Такую метаморфозу восприятия пережила и Катя, к ночи она уже почти не помнила (точнее – не желала помнить) произошедшего. Так, легкий тревожный зуд где-то там, далеко, в потаенных закоулках памяти.
Тепло, уютно, как же сладко…
Веки смыкаются, в черепе приятный звон. Сон ватным одеялом накрывает все ее естество, он легкий, как облако, но какой же тяжелый, не избавиться. Да и не хочется.
Вперед, в пучину…
Чарующий перламутровый свет полной луны льется сквозь не зашторенное окно. Этот ирреальный ртутный газ заполняет все пространство комнаты, превращая знакомые предметы в их иррациональные искаженные копии. На какой-то час мир, сжатый до размеров ее спальни, меняется полностью. Материи нет, только иллюзии, зыбкие, сладкие, лживые…
Она лениво щурится, не понимая, сон ли это или все происходит наяву. Да и какая разница? В этом блаженном состоянии дурманящей апатии ей плевать на происходящее.
Движение слева, на полу. Она скашивает глаза, всматриваясь.
Муравей, бодро волочит хвоинку. Вот еще один, с обломком соломинки наперевес. Боже, да их тут тысячи, и каждый что-то тащит. Движения членистоногой команды целенаправленны, скоординированы.
С легким удивлением девочка наблюдает, как неестественно быстро растет горка в дальнем углу комнаты, стремительно превращаясь в… Муравейник!
Минута, другая, и сооружение готово. Его неповторимая уродливая форма, размер, обилие насекомых неестественного оранжевого цвета, различимого даже при лунном свете… Все это знакомо до жути.

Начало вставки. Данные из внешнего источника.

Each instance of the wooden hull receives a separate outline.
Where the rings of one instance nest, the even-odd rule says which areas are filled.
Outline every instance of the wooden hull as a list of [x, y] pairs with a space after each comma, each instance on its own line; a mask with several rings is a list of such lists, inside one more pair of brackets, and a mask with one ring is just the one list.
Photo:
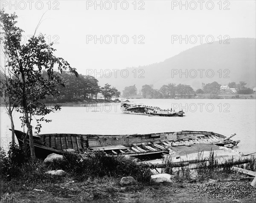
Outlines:
[[[17, 130], [15, 133], [21, 146], [24, 134]], [[147, 157], [168, 154], [170, 149], [175, 146], [216, 144], [225, 138], [224, 136], [212, 132], [187, 130], [145, 134], [54, 133], [33, 136], [36, 156], [40, 158], [45, 158], [52, 153], [84, 154], [96, 151], [104, 151], [110, 155], [123, 154], [130, 156]], [[26, 142], [29, 143], [29, 140]]]
[[163, 110], [158, 107], [153, 107], [144, 105], [131, 104], [127, 103], [121, 103], [121, 110], [125, 113], [166, 117], [182, 117], [185, 113], [183, 110], [175, 112], [169, 110]]

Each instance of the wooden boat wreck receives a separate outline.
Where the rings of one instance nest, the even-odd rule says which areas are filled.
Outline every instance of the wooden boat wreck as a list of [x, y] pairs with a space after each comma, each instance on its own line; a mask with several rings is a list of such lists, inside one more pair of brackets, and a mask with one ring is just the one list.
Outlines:
[[125, 113], [130, 114], [144, 115], [146, 116], [183, 116], [185, 113], [183, 111], [176, 111], [175, 110], [167, 110], [161, 109], [159, 107], [150, 107], [143, 104], [136, 105], [128, 103], [122, 102], [121, 110]]
[[[22, 146], [25, 133], [15, 130], [15, 134]], [[218, 146], [220, 145], [232, 144], [231, 136], [227, 138], [212, 132], [186, 130], [119, 135], [44, 134], [34, 135], [33, 140], [36, 156], [38, 158], [45, 158], [52, 153], [86, 155], [101, 151], [110, 156], [122, 154], [148, 160], [173, 154], [178, 157], [185, 148], [190, 150], [188, 151], [189, 153], [196, 153], [200, 148], [208, 151], [213, 148], [218, 149], [223, 147]], [[29, 143], [29, 140], [26, 142]], [[233, 142], [232, 145], [235, 145], [240, 141]]]

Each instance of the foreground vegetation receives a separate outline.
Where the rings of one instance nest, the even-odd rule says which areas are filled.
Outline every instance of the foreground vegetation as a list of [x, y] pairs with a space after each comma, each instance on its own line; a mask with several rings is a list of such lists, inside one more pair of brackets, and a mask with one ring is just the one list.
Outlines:
[[[65, 154], [62, 160], [45, 164], [42, 160], [26, 158], [22, 149], [16, 145], [12, 144], [7, 153], [0, 152], [1, 203], [222, 202], [224, 199], [228, 203], [239, 197], [244, 202], [254, 202], [255, 197], [256, 191], [249, 182], [239, 181], [248, 177], [232, 171], [227, 163], [224, 168], [218, 167], [213, 156], [209, 157], [212, 162], [197, 164], [200, 168], [195, 178], [188, 168], [175, 171], [169, 162], [162, 172], [175, 175], [175, 181], [156, 184], [150, 182], [152, 172], [148, 168], [123, 156], [107, 157], [97, 152], [82, 160]], [[255, 171], [256, 165], [255, 158], [252, 157], [244, 166]], [[59, 177], [45, 173], [55, 169], [64, 170], [67, 174]], [[121, 178], [128, 176], [134, 178], [136, 185], [120, 185]], [[215, 183], [212, 185], [209, 181]], [[239, 186], [240, 190], [245, 187], [246, 192], [237, 198], [226, 197], [221, 191], [218, 195], [213, 193], [212, 187], [223, 186], [229, 188]]]

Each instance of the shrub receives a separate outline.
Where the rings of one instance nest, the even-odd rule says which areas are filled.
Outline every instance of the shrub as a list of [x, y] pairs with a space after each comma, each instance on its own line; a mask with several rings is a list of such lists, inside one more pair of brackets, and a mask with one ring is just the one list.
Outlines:
[[51, 170], [63, 170], [81, 180], [89, 177], [131, 176], [138, 181], [148, 182], [151, 174], [150, 169], [142, 163], [136, 163], [122, 155], [107, 156], [99, 151], [86, 159], [65, 154], [63, 160], [55, 160], [47, 166]]
[[10, 142], [7, 156], [2, 149], [1, 151], [1, 176], [9, 179], [19, 175], [20, 172], [20, 167], [25, 162], [22, 149], [16, 144]]

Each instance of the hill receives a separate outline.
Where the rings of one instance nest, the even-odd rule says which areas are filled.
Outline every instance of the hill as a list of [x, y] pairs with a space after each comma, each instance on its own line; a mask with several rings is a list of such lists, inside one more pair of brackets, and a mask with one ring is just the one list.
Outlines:
[[[256, 39], [233, 38], [229, 44], [214, 42], [195, 46], [164, 61], [138, 67], [127, 68], [115, 78], [99, 78], [100, 84], [109, 83], [120, 91], [136, 84], [138, 89], [145, 84], [158, 89], [170, 83], [190, 85], [194, 90], [202, 83], [216, 81], [222, 85], [244, 81], [247, 86], [256, 85]], [[135, 71], [134, 71], [135, 70]], [[136, 72], [136, 75], [134, 72]], [[129, 76], [125, 78], [127, 73]]]

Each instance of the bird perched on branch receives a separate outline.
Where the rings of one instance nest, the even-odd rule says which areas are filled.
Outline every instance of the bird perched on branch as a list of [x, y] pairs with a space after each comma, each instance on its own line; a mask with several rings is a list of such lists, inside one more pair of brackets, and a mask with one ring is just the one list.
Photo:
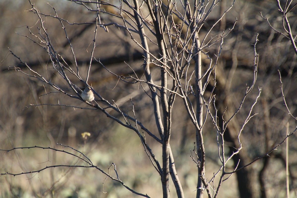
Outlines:
[[81, 94], [81, 98], [88, 102], [91, 102], [93, 105], [93, 101], [95, 99], [94, 94], [90, 87], [87, 87]]

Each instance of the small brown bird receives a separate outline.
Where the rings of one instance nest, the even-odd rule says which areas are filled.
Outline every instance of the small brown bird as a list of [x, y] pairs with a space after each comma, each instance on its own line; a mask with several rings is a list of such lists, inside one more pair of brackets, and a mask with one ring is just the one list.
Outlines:
[[81, 94], [81, 98], [86, 101], [91, 102], [93, 105], [93, 101], [95, 99], [94, 94], [90, 87], [87, 87]]

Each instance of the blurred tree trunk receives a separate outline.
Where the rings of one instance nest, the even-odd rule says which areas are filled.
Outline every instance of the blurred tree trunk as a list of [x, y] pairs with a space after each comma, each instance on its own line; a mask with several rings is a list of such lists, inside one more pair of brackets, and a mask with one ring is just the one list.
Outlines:
[[[225, 120], [230, 119], [236, 109], [234, 106], [234, 97], [233, 93], [226, 89], [227, 78], [223, 72], [221, 67], [217, 67], [216, 89], [215, 94], [220, 97], [216, 100], [216, 106], [217, 107], [218, 117], [220, 126], [222, 127], [223, 115]], [[226, 108], [227, 107], [227, 110]], [[240, 148], [238, 136], [240, 129], [238, 122], [235, 116], [232, 118], [232, 121], [228, 124], [227, 129], [224, 134], [225, 142], [228, 142], [229, 149], [229, 155], [237, 151]], [[242, 140], [242, 136], [241, 136]], [[237, 154], [235, 155], [232, 159], [234, 163], [234, 168], [238, 164], [238, 168], [240, 168], [249, 163], [251, 159], [247, 152], [247, 150], [243, 148]], [[238, 161], [239, 163], [238, 163]], [[255, 178], [251, 166], [248, 166], [236, 172], [238, 190], [241, 198], [253, 198], [256, 197], [255, 186], [254, 184], [257, 178]]]

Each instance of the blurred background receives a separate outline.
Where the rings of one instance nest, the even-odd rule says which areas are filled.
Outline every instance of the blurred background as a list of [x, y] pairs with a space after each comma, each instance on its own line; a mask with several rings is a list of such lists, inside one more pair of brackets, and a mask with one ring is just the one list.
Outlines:
[[[54, 15], [53, 9], [46, 3], [48, 1], [55, 7], [60, 17], [71, 23], [93, 22], [95, 17], [95, 13], [66, 1], [37, 0], [32, 2], [41, 13]], [[227, 2], [225, 1], [218, 7], [218, 10], [228, 7]], [[287, 104], [291, 113], [296, 117], [297, 56], [290, 41], [270, 27], [259, 13], [262, 12], [274, 28], [284, 32], [282, 18], [277, 5], [275, 1], [272, 0], [237, 1], [234, 7], [212, 33], [214, 35], [221, 34], [222, 30], [231, 28], [236, 19], [238, 20], [234, 29], [224, 40], [218, 69], [223, 76], [230, 77], [230, 74], [233, 74], [232, 83], [225, 86], [230, 87], [233, 97], [230, 102], [237, 107], [235, 109], [241, 102], [246, 85], [252, 81], [255, 54], [253, 45], [259, 34], [256, 86], [236, 120], [239, 125], [242, 125], [258, 94], [257, 87], [261, 88], [261, 97], [253, 112], [258, 114], [247, 125], [242, 135], [243, 152], [247, 153], [247, 159], [251, 160], [249, 161], [266, 153], [284, 138], [287, 123], [291, 132], [295, 130], [296, 126], [296, 120], [288, 115], [284, 104], [278, 70], [282, 76]], [[54, 89], [36, 79], [8, 69], [9, 67], [15, 66], [27, 71], [7, 47], [40, 73], [54, 79], [65, 90], [68, 87], [60, 77], [53, 73], [45, 72], [51, 66], [48, 54], [26, 37], [30, 34], [27, 27], [31, 28], [39, 23], [36, 15], [28, 11], [31, 8], [28, 1], [0, 0], [0, 149], [36, 145], [50, 147], [78, 154], [70, 148], [56, 144], [69, 145], [83, 152], [94, 164], [106, 172], [114, 163], [120, 178], [136, 191], [147, 193], [152, 197], [161, 197], [159, 176], [151, 166], [139, 138], [133, 132], [121, 126], [99, 111], [59, 106], [30, 106], [30, 104], [60, 104], [89, 107], [80, 101], [53, 93]], [[290, 15], [294, 35], [296, 35], [296, 13], [297, 8], [294, 8]], [[203, 31], [207, 31], [209, 27], [207, 25], [211, 26], [217, 18], [214, 14], [209, 17]], [[46, 18], [48, 33], [57, 51], [67, 61], [73, 63], [72, 52], [60, 23], [52, 18]], [[101, 19], [106, 22], [111, 20]], [[68, 37], [72, 39], [80, 72], [85, 77], [91, 50], [90, 46], [94, 39], [94, 27], [91, 24], [78, 26], [66, 23], [65, 25]], [[130, 36], [124, 31], [113, 26], [108, 28], [108, 33], [99, 29], [94, 56], [118, 75], [132, 74], [127, 66], [129, 64], [141, 76], [142, 72], [143, 73], [141, 49], [136, 47]], [[37, 28], [32, 29], [38, 31]], [[217, 49], [214, 47], [209, 50], [210, 54], [215, 53]], [[207, 64], [207, 60], [204, 61]], [[127, 84], [119, 81], [97, 63], [93, 63], [91, 69], [89, 83], [94, 90], [107, 99], [113, 100], [124, 112], [132, 110], [129, 99], [132, 98], [137, 117], [151, 131], [156, 131], [151, 99], [139, 84]], [[152, 68], [153, 77], [157, 82], [159, 80], [159, 71], [158, 68]], [[82, 87], [85, 86], [79, 81], [76, 83]], [[148, 90], [146, 87], [144, 88]], [[220, 93], [222, 95], [218, 94], [217, 100], [224, 100], [221, 96], [227, 94], [224, 90], [223, 87], [222, 88]], [[224, 109], [224, 104], [219, 108]], [[183, 108], [182, 100], [177, 98], [175, 105], [172, 123], [174, 130], [171, 140], [172, 145], [174, 145], [173, 155], [185, 197], [194, 197], [197, 168], [190, 156], [190, 150], [194, 148], [195, 129]], [[119, 116], [111, 111], [110, 113]], [[209, 121], [211, 123], [211, 121]], [[86, 140], [81, 135], [86, 132], [91, 134]], [[206, 127], [204, 133], [207, 157], [206, 168], [210, 178], [219, 167], [217, 134], [211, 125]], [[155, 134], [157, 135], [157, 132]], [[147, 140], [160, 161], [161, 145], [149, 138]], [[289, 142], [289, 184], [291, 197], [293, 197], [297, 196], [296, 136], [291, 136]], [[286, 197], [285, 150], [285, 144], [282, 145], [270, 157], [259, 160], [249, 168], [254, 186], [253, 197]], [[1, 173], [17, 174], [58, 164], [86, 165], [65, 153], [41, 148], [1, 151], [0, 153]], [[234, 164], [231, 163], [228, 165], [228, 171], [232, 171]], [[113, 170], [112, 167], [109, 171], [116, 177]], [[110, 179], [105, 180], [105, 175], [95, 169], [65, 167], [48, 169], [40, 172], [15, 177], [4, 175], [0, 177], [0, 197], [137, 196], [120, 184]], [[233, 175], [225, 182], [219, 197], [239, 197], [238, 180], [236, 176]], [[172, 197], [176, 197], [174, 188], [171, 189], [173, 191]]]

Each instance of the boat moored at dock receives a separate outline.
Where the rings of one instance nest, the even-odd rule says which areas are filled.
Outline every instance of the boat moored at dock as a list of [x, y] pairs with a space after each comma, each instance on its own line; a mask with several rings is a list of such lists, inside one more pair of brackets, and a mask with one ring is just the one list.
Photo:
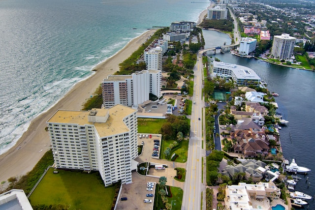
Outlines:
[[285, 166], [285, 168], [289, 172], [305, 174], [311, 171], [311, 169], [308, 168], [298, 166], [296, 163], [295, 163], [295, 160], [294, 159], [292, 159], [292, 162], [290, 165]]
[[290, 196], [292, 198], [297, 198], [300, 199], [312, 199], [312, 196], [306, 194], [304, 194], [302, 192], [299, 192], [296, 191], [294, 192], [291, 192], [290, 193]]

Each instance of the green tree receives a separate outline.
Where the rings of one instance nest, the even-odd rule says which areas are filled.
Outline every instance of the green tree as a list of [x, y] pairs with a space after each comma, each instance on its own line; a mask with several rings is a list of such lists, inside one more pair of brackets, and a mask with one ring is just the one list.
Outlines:
[[165, 177], [161, 177], [158, 180], [158, 183], [161, 186], [161, 188], [164, 188], [165, 187], [165, 184], [167, 182], [167, 178]]
[[177, 141], [179, 142], [181, 142], [184, 139], [184, 135], [183, 135], [183, 133], [181, 131], [177, 133], [177, 136], [176, 136], [176, 137], [177, 137]]
[[165, 196], [166, 195], [166, 191], [164, 189], [160, 189], [158, 193], [161, 195], [161, 196]]

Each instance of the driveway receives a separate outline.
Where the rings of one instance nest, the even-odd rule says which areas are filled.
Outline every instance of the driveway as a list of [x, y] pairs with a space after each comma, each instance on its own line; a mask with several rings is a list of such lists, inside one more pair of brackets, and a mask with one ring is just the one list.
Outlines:
[[[149, 135], [147, 133], [140, 133], [140, 134]], [[135, 159], [139, 163], [144, 162], [150, 162], [152, 165], [166, 165], [167, 168], [165, 168], [163, 170], [156, 170], [154, 168], [151, 168], [149, 170], [149, 176], [158, 176], [159, 178], [156, 178], [155, 181], [158, 182], [158, 179], [160, 177], [166, 177], [167, 178], [167, 182], [166, 184], [170, 186], [176, 186], [181, 187], [183, 189], [184, 183], [178, 181], [174, 179], [174, 177], [176, 176], [176, 171], [174, 170], [177, 167], [186, 168], [186, 163], [177, 163], [169, 160], [162, 160], [158, 159], [158, 157], [152, 157], [152, 152], [153, 151], [153, 147], [154, 145], [154, 140], [158, 139], [160, 141], [161, 143], [161, 134], [152, 134], [152, 138], [141, 138], [139, 139], [138, 142], [141, 144], [141, 142], [144, 143], [143, 145], [143, 149], [142, 150], [142, 153]], [[132, 180], [133, 180], [133, 174], [132, 174]]]

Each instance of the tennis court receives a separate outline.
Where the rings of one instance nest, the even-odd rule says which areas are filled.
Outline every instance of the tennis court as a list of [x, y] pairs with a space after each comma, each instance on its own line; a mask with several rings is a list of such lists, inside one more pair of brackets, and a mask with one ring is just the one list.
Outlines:
[[226, 97], [225, 97], [225, 91], [215, 91], [213, 93], [213, 98], [215, 99], [215, 100], [226, 101]]

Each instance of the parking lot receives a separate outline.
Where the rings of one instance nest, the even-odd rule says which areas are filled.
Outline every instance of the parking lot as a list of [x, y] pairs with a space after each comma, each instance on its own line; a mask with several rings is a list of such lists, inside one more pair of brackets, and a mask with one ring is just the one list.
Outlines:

– О, Господи! – сонной одури как не бывало, она пружиной подскакивает на кровати, касаясь босыми ступнями холодного пола.
Память полностью, до последней мелочи, возвращается к несчастной.
– Т-ты!
И тот же приглушенный скрипучий голос:
– Не ори так, родных разбудишь.
Катя захлебывается, захлестываемая несочетаемой смесью паники, ярости и омерзения.
«Нет, надо взять себя в руки», – девочка делает внутреннее усилие, давя эмоции. – «Спокойно. Тут я хозяйка, вне леса он не имеет силы. Пришел, как проситель, не более, за обещанным…»
Получилось! Сейчас она полностью контролирует себя, голова ясная, холодная, ни тени страха. Голос ровный, с легкими нотками неприязни:
– Чего приперся так рано? И суток продержаться не смог.
– Желание…
– Знаю. Говори, чего хочешь? И покончим с этим.
– Брат.
– Что?! – она с трудом подавила очередную бурю чувств, шумно выдохнула. – Что тебе надо от Кирюшки, тварь? Ему пять лет всего.
– Напрасно переживаешь, мальчику ничего не грозит. Напротив, ему сказочно повезло.
– Что ты несешь? Объяснись.
– Он избранный, родился под счастливой звездой Служителя. Такое случается крайне редко, потому, надо ценить этот дар и, упаси небо, не отвергать его.
– Не понимаю.
– Ты же видела Синего, – вкрадчиво прохрипел Ззогн, – как тебе мальчик? Красивый, чистый, светлый. А ведь он когда-то тоже был человеком, 250 лет назад.
– Что?!
– Да, я предлагаю твоему брату немыслимую судьбу – стать духом ветра моей чащи. Только представь: вечная жизнь, небывалая сила, господство над стихией и – никакой изоляции. В моей власти сделать это. И при этом вы ничего не потеряете. Он сможет навещать эту семью, по желанию. Синий тоже частенько гостил у своих, пока его род еще жил…
– Но…
– Не перебивай. Сначала пойми, какая ответственность лежит на тебе сейчас. Только от тебя все зависит. Я не смогу принять человека без твоего согласия. Подумай, неужели ты скажешь «нет», лишив брата такой выдающейся судьбы, да еще и взвалив на собственный род бремя тяжкого проклятия?
– Проклятия?
– Именно. Это кара за нарушение договора. Желала бы ты, чтобы твои родные влачили свое существование в постоянных муках, до конца жизни, а твой брат страдал от нереализованного призвания Служителя? Возьмешь на себя такое бремя?